Back then, WordPress’s default theme was bland, full-width’ed and a dull-green that shouted for a change. Then I found Kubrick. Yes — if Kubrick looks familiar to you, that’s because it is the very look you see every time you install a fresh copy of WordPress. From version 1.5 on, Kubrick became bundled along with WordPress as the default theme we all know now — in 2010, that might also shout at you - change me!
But five years ago, Kubrick was a game-changer.

One of my first mods of the Kubrick theme circa 2005
Rounded corners, appealing minimalism, subtle footer gradients, and with an easily customisable header image to boot, it wasn’t hard to see why Kubrick took the blogging world by storm then. Once I got Kubrick running on my shiny new WordPress installation, I started, with however limited knowledge I had of CSS, modifying it so that I had the most unique Kubrick theme on the net.
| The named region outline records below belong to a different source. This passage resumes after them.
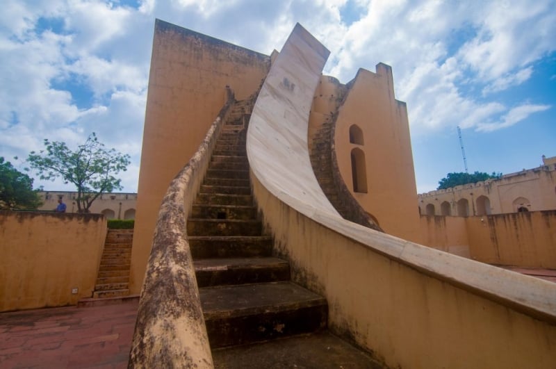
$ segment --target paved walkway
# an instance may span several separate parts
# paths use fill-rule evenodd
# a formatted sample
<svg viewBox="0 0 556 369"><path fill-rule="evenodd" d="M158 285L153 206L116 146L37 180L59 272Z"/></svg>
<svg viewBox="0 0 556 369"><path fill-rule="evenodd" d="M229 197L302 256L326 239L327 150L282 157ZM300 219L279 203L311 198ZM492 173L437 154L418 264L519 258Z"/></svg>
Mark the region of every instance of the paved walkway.
<svg viewBox="0 0 556 369"><path fill-rule="evenodd" d="M0 368L126 368L137 306L0 313Z"/></svg>

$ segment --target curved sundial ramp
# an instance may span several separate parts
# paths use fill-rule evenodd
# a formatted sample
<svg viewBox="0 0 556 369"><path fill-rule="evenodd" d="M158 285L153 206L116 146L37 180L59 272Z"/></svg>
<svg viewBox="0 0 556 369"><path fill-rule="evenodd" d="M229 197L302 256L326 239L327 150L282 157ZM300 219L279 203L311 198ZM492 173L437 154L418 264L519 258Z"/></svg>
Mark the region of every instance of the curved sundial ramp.
<svg viewBox="0 0 556 369"><path fill-rule="evenodd" d="M299 24L274 62L247 133L254 195L294 279L328 300L329 327L402 368L553 368L556 284L341 218L307 149L328 51Z"/></svg>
Fast-forward five years later, I’m on my own domain sporting a self-made theme I designed and coded from scratch — what you’re looking at right now. Thus it goes without saying that Kubrick was largely instrumental in sparking my personal endeavor in web-design. Even the tehCpeng.net version two theme I’m running now is based on the Kubrick framework — a last-minute design decision as I wanted the new theme to differ as much as possible from my previous works off the Hemingway framework.
Later on this year, WordPress will be retiring Kubrick as its default theme — the first time in five years. Needless to say, Kubrick is now relatively dated among a largely design-centric blogosphere it helped stir about in the first place. Tina Daunt of The Huffington Post has a great piece on how Kubrick, a single blog theme revolutionised the blog design arena. I couldn’t agree more on Kubrick’s contribution on changing the face of the blogosphere into one that not only focuses on content, but also on design and aesthetics.
Reaching my fifth year in blogging on WordPress, I can’t help but to look back on the humble beginnings. As Kubrick retires as the default theme for WordPress, it will most likely be forgotten among the new generation of WordPress users with access to sleek and shiny modern themes widely available today. But blog designers around the world would never forget Kubrick’s former glory and how we were once inspired by this humble theme to make the web a much more beautiful place as it is today.